The increase in pressure caused by the gases causes the bullet to be forced into the barrel hence causing the bullet to come out of the muzzle at very high speeds. Once the bullet is fired, it remains in motion from its momentum. The momentum will carry the bullet until it strikes an object or gravity pulls the bullet towards the earth.
Firearms change potential chemical energy into kinetic energy in the actual firing of the gun. Many people do not realize that the force imparted by accelerating the bullet is not the only force acting on the gun, or the shooter. Grains of burned gun powder is sent out the muzzle at high velocity. When the trigger is pulled, the hammer strikes a small charge at the end of the shell, the ammunition.
This charge ignites black gun powder packed behind the lead ball bearings. When the black gun powder burns, it produces gas that rapidly expands with the burning of more black gun powder. High-pressure gases exert forces on the back of the bullet and on the gun. The only way for the gas to escape is to push the bullet out of its way through the end of the barrel. This is how a bullet is fired from a gun.
Conservation of momentum is the law that is held true when the gun is fired and a “kick” is felt. When a bullet is fired from a gun, the total momentum before is zero since nothing is moving. After firing the bullet there is momentum in the forward direction. The gun must therefore have the same magnitude of momentum but in the opposite direction so that they cancel each other out leaving the total momentum still equal to zero. For this reason, the gun must have a recoil velocity after the bullet is fired (i.e. the gun ‘jumps’ backward and a ‘kick’ is felt).
As the bullet is propelled through the barrel, it gains momentum. In order for the entire system of the gun and the ammunition to have equal momentum, the gun must gain momentum in the opposite direction from the bullet. Momentum is a vector quantity, having both a direction and a magnitude.
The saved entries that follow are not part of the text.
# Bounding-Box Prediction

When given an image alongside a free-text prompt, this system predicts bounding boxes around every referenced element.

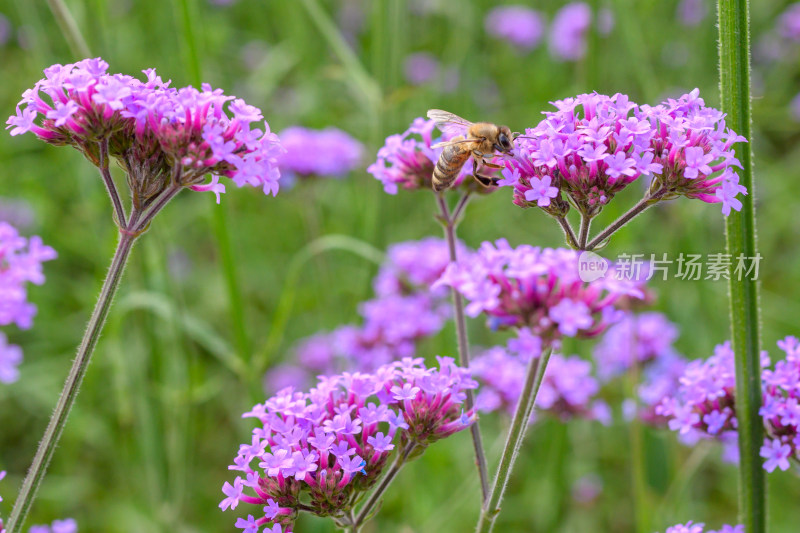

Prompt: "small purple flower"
[548,299,593,337]
[367,432,395,453]
[338,455,367,476]
[485,6,544,51]
[760,439,791,472]
[778,3,800,42]
[523,175,559,207]
[51,519,78,533]
[235,515,260,533]
[391,382,420,401]
[219,477,244,511]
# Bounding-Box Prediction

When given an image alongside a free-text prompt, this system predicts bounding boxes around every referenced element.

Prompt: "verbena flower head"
[502,90,747,217]
[594,312,680,381]
[224,357,476,532]
[484,6,545,51]
[368,117,488,194]
[434,240,643,342]
[7,58,283,203]
[760,336,800,472]
[663,523,743,533]
[373,237,468,298]
[471,338,609,423]
[630,349,688,426]
[656,341,743,440]
[277,126,363,179]
[0,222,56,330]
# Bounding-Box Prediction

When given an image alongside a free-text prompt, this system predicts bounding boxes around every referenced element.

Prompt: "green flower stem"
[555,216,579,249]
[578,214,592,249]
[584,187,668,251]
[717,1,765,532]
[475,347,553,533]
[353,442,417,529]
[45,0,91,58]
[97,138,128,228]
[6,232,137,532]
[177,0,251,365]
[436,192,490,503]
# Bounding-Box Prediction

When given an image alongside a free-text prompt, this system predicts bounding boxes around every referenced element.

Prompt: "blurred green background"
[1,0,800,531]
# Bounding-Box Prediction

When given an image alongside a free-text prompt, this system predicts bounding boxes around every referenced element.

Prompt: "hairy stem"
[585,188,667,251]
[578,214,592,249]
[475,347,553,533]
[555,216,579,249]
[354,443,416,527]
[436,192,490,502]
[718,1,765,532]
[6,233,136,532]
[97,139,127,228]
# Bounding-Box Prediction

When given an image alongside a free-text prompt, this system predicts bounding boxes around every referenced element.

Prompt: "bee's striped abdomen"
[432,144,471,192]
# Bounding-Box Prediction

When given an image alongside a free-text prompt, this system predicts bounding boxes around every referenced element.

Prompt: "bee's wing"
[430,139,476,149]
[427,109,473,137]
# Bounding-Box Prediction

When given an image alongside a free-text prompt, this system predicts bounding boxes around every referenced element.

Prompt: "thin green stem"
[578,215,592,250]
[718,1,765,532]
[97,138,128,228]
[45,0,91,58]
[354,443,416,527]
[5,233,137,532]
[436,192,490,503]
[176,0,251,363]
[555,216,579,249]
[475,347,553,533]
[584,188,667,251]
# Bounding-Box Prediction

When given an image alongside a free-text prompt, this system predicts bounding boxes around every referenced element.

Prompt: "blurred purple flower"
[663,524,742,533]
[0,13,11,47]
[0,198,35,229]
[548,2,592,61]
[779,3,800,41]
[0,332,23,384]
[484,6,544,51]
[404,52,440,85]
[277,126,363,179]
[791,92,800,122]
[677,0,708,27]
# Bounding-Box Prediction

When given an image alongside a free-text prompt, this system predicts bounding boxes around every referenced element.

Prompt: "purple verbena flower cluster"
[594,312,680,381]
[0,222,56,384]
[663,523,742,533]
[6,58,282,203]
[224,357,476,532]
[373,236,467,298]
[501,90,747,217]
[760,336,800,472]
[656,341,743,442]
[484,6,545,51]
[471,336,609,423]
[277,126,363,179]
[434,239,643,342]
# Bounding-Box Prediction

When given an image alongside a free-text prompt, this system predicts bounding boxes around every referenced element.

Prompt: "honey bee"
[427,109,515,192]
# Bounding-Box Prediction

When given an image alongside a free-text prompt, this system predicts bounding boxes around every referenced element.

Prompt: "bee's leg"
[481,159,504,169]
[472,158,499,188]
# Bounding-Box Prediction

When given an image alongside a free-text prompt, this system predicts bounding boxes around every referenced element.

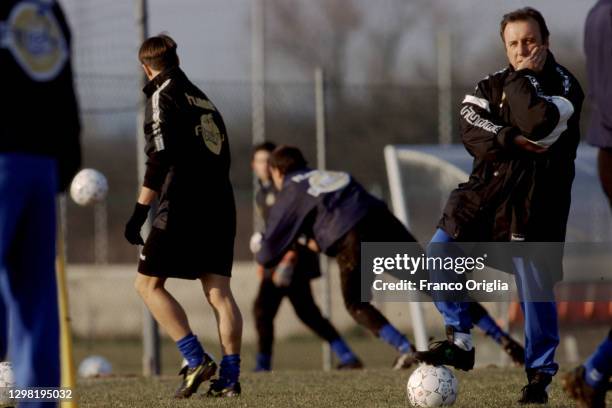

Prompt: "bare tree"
[266,0,362,85]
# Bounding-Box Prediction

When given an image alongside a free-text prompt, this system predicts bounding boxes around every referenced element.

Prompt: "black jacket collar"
[142,66,184,97]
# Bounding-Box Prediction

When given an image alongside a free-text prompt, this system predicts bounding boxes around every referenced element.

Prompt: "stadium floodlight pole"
[93,202,108,264]
[435,4,452,146]
[135,0,161,377]
[251,0,265,145]
[251,0,266,232]
[315,67,333,371]
[383,145,429,352]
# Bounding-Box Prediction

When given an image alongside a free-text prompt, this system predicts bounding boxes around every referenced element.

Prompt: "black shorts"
[138,227,234,279]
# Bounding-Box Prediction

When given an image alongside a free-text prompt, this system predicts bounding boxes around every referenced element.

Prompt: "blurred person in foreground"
[0,0,81,406]
[124,34,241,398]
[561,2,612,406]
[584,0,612,211]
[562,329,611,408]
[250,142,362,371]
[414,7,583,405]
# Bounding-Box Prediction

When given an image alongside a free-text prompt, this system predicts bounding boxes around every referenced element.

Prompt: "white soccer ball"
[70,169,108,206]
[0,362,14,388]
[78,355,112,378]
[0,361,14,404]
[407,365,458,407]
[249,232,263,254]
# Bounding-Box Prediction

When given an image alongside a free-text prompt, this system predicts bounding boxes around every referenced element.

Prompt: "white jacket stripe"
[151,79,171,152]
[529,96,574,147]
[462,95,490,112]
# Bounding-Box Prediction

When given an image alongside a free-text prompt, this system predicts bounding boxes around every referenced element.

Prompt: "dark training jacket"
[0,0,81,191]
[257,168,385,268]
[439,52,583,242]
[255,180,278,231]
[438,53,583,281]
[142,67,236,242]
[255,179,321,279]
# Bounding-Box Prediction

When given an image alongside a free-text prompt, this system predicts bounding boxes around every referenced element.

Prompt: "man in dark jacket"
[0,0,80,404]
[250,142,362,371]
[124,35,241,398]
[415,8,584,405]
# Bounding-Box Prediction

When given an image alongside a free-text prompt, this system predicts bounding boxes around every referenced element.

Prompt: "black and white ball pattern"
[70,169,108,206]
[407,364,458,407]
[0,362,14,388]
[0,361,14,404]
[78,355,112,378]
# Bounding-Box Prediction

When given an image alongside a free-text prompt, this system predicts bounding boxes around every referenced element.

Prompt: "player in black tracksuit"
[124,35,241,398]
[250,142,361,371]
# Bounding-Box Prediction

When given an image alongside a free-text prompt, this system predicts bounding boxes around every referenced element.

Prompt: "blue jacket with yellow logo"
[0,0,81,191]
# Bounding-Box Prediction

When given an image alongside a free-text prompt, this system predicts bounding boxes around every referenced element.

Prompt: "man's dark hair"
[269,145,308,175]
[138,34,179,71]
[500,7,549,43]
[251,141,277,160]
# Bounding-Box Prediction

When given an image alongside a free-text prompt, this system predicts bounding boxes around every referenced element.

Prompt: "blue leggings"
[0,154,59,407]
[427,228,559,375]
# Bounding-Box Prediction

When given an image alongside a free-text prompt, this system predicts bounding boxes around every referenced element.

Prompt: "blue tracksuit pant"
[0,153,60,407]
[427,228,559,376]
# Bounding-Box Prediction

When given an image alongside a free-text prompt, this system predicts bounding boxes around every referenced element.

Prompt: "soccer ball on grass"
[407,364,458,407]
[78,355,112,378]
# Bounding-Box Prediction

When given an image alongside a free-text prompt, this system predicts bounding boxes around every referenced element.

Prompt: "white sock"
[453,332,473,351]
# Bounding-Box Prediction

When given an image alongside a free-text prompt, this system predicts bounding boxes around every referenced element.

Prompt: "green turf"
[72,328,612,407]
[74,329,405,375]
[75,367,611,407]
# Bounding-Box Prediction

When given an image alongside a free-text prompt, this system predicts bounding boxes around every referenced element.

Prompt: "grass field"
[73,328,611,407]
[77,367,611,407]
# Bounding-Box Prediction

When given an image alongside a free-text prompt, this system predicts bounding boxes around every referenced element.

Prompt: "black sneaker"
[562,366,606,408]
[206,378,241,397]
[500,334,525,366]
[518,370,551,404]
[414,327,475,371]
[337,358,363,370]
[392,345,417,370]
[174,354,217,399]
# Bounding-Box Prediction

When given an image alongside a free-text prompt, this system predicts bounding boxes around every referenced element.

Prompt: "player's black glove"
[124,203,150,245]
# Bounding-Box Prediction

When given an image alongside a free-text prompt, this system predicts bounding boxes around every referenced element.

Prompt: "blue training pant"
[0,153,60,407]
[427,228,559,376]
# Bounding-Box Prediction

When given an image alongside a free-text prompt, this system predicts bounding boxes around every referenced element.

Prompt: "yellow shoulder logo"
[2,2,68,81]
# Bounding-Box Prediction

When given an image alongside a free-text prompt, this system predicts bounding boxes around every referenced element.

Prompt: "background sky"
[60,0,595,85]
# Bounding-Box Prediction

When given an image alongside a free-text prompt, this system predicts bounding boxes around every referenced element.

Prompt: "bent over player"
[124,35,242,398]
[251,142,361,371]
[257,146,524,369]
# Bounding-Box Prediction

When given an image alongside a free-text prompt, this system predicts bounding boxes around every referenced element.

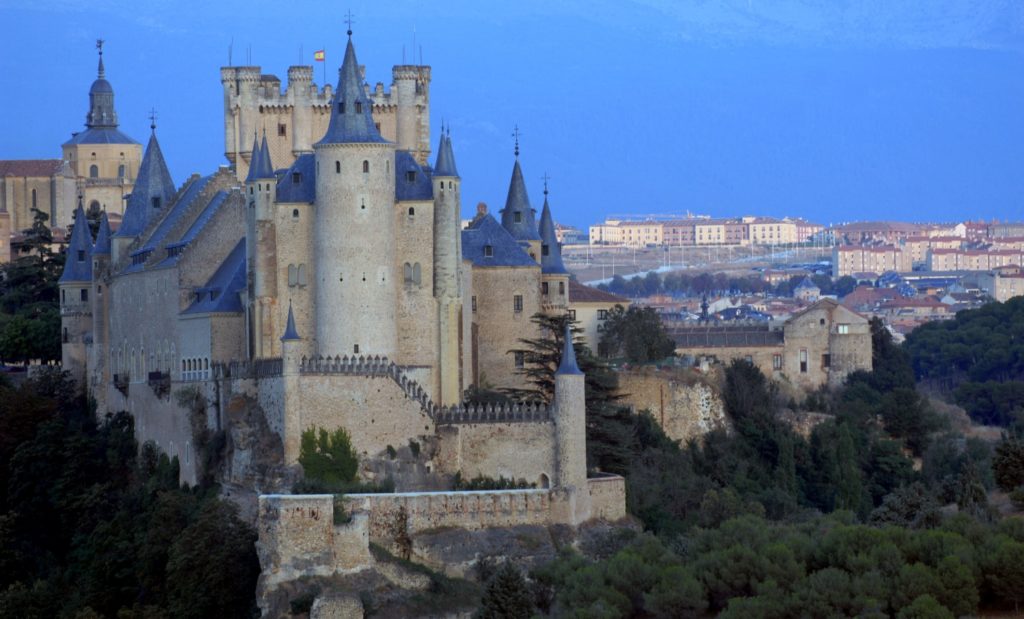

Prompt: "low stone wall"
[256,495,372,593]
[588,475,627,521]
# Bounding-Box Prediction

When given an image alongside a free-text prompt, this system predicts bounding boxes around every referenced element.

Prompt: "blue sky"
[1,1,1022,228]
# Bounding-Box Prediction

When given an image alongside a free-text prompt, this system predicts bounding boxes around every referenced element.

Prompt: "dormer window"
[339,102,345,113]
[484,245,493,257]
[152,197,161,209]
[405,170,416,183]
[355,102,362,113]
[292,172,301,184]
[77,250,85,261]
[542,244,550,256]
[514,212,522,224]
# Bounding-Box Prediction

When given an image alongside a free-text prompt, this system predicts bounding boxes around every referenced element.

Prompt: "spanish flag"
[314,50,325,62]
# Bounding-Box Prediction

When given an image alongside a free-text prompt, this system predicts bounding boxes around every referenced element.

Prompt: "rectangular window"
[837,324,849,335]
[514,351,525,368]
[559,282,565,295]
[513,295,523,313]
[542,282,549,295]
[278,123,287,136]
[80,289,88,302]
[773,354,782,370]
[822,354,831,369]
[568,309,576,320]
[471,296,477,313]
[597,309,608,320]
[405,170,416,183]
[800,349,808,373]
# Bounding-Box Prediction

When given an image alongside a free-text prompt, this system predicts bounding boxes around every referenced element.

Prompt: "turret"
[245,132,279,358]
[59,205,94,387]
[113,124,174,263]
[89,212,112,401]
[393,65,431,165]
[553,323,590,522]
[280,301,302,375]
[538,184,569,311]
[313,31,397,358]
[287,66,315,155]
[432,128,462,404]
[500,149,541,260]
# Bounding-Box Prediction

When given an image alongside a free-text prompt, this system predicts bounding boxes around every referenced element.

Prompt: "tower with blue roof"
[61,41,143,222]
[246,131,278,358]
[432,128,463,403]
[313,30,398,358]
[538,182,570,311]
[59,204,95,384]
[112,121,175,263]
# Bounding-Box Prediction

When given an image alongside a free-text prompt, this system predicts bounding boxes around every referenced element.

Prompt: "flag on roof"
[314,50,325,61]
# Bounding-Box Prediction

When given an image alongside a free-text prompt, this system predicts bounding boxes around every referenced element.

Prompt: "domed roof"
[90,78,113,94]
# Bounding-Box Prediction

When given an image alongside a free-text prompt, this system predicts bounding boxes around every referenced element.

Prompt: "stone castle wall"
[588,475,628,521]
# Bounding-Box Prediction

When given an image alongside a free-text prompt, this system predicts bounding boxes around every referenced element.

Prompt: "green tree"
[599,304,676,363]
[297,426,359,492]
[993,437,1024,492]
[895,594,954,619]
[985,536,1024,612]
[475,562,533,619]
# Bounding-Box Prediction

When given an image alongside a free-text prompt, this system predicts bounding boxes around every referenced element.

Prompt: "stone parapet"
[435,402,551,425]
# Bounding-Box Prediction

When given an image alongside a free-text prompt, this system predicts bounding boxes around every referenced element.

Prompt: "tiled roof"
[568,279,627,304]
[63,128,139,146]
[0,160,65,177]
[395,151,433,201]
[462,214,537,267]
[276,154,316,203]
[159,190,229,266]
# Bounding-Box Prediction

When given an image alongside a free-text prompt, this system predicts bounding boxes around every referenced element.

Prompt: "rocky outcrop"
[617,367,730,442]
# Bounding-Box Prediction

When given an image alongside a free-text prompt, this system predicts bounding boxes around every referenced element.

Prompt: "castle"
[58,31,625,578]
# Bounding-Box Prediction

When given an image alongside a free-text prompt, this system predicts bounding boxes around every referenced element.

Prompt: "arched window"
[292,208,299,219]
[354,102,362,114]
[31,189,36,208]
[403,262,412,283]
[412,263,422,286]
[362,160,369,173]
[89,164,98,178]
[408,207,415,217]
[288,264,297,287]
[297,264,307,286]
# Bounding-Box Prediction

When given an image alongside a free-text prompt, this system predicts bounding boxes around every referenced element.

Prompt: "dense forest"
[0,369,259,618]
[905,297,1024,426]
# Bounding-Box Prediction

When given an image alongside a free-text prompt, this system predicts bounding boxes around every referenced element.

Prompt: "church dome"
[90,78,113,94]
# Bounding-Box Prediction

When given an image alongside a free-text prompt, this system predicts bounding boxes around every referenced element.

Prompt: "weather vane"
[148,108,158,132]
[345,10,355,36]
[96,39,104,55]
[541,172,550,195]
[512,125,521,158]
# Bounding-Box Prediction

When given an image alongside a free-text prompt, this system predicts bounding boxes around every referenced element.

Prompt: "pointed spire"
[60,205,94,283]
[92,211,112,256]
[246,131,274,181]
[281,301,301,341]
[556,323,582,376]
[538,186,568,275]
[316,33,386,145]
[434,131,459,177]
[500,158,540,241]
[116,128,174,238]
[86,39,118,129]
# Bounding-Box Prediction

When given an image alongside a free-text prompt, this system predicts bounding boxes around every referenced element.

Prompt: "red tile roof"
[0,160,64,177]
[569,279,629,304]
The faster an object is moving or the more mass it has, the more momentum it has in the direction of its motion(momentum = mass x velocity). Because momentum is a conserved quantity, it cannot be created or destroyed (momentum before = momentum after). It can only be transferred between objects. Momentum is conserved because of Newton’s third law of motion.
When one object exerts a force on a second object for a certain amount of time, the second object exerts an equal but oppositely directed force on the first object for exactly the same amount of time. The momentum lost by the first object is exactly equal to the momentum gained by the second object. Momentum is transferred from the first object to the second object.
In this case, if a gun exerts a force on a bullet when firing it forward then the bullet will exert an equal force in the opposite direction on the gun causing it to move backward or recoil. Although the action and reaction forces are equal in size the effect on the gun and the bullet are not the same since the mass of the gun is far greater than the mass of the bullet. The acceleration of the bullet while moving along the gun barrel would be much greater than the acceleration of the gun(acceleration = force mass).
The conservation of momentum is also demonstrated when the bullet hits an object. The object that it strikes absorbs the kinetic energy, energy from motion and momentum. If the force of momentum from the bullet is great enough to overcome the mass of the object, the target will be moved along the same vector as the bullet.
To increase the accuracy of the flight of the bullet, a technique called rifling can be used. Rifling is where the barrel of the gun and or the bullet is creased with spiral grooves that allow air to pass through. When the bullet is fired, the air passes through these curved grooves and spins the bullet. This spinning action allows the bullet to cut through the air more efficiently and fly on a truer course, thus stabilizing its trajectory.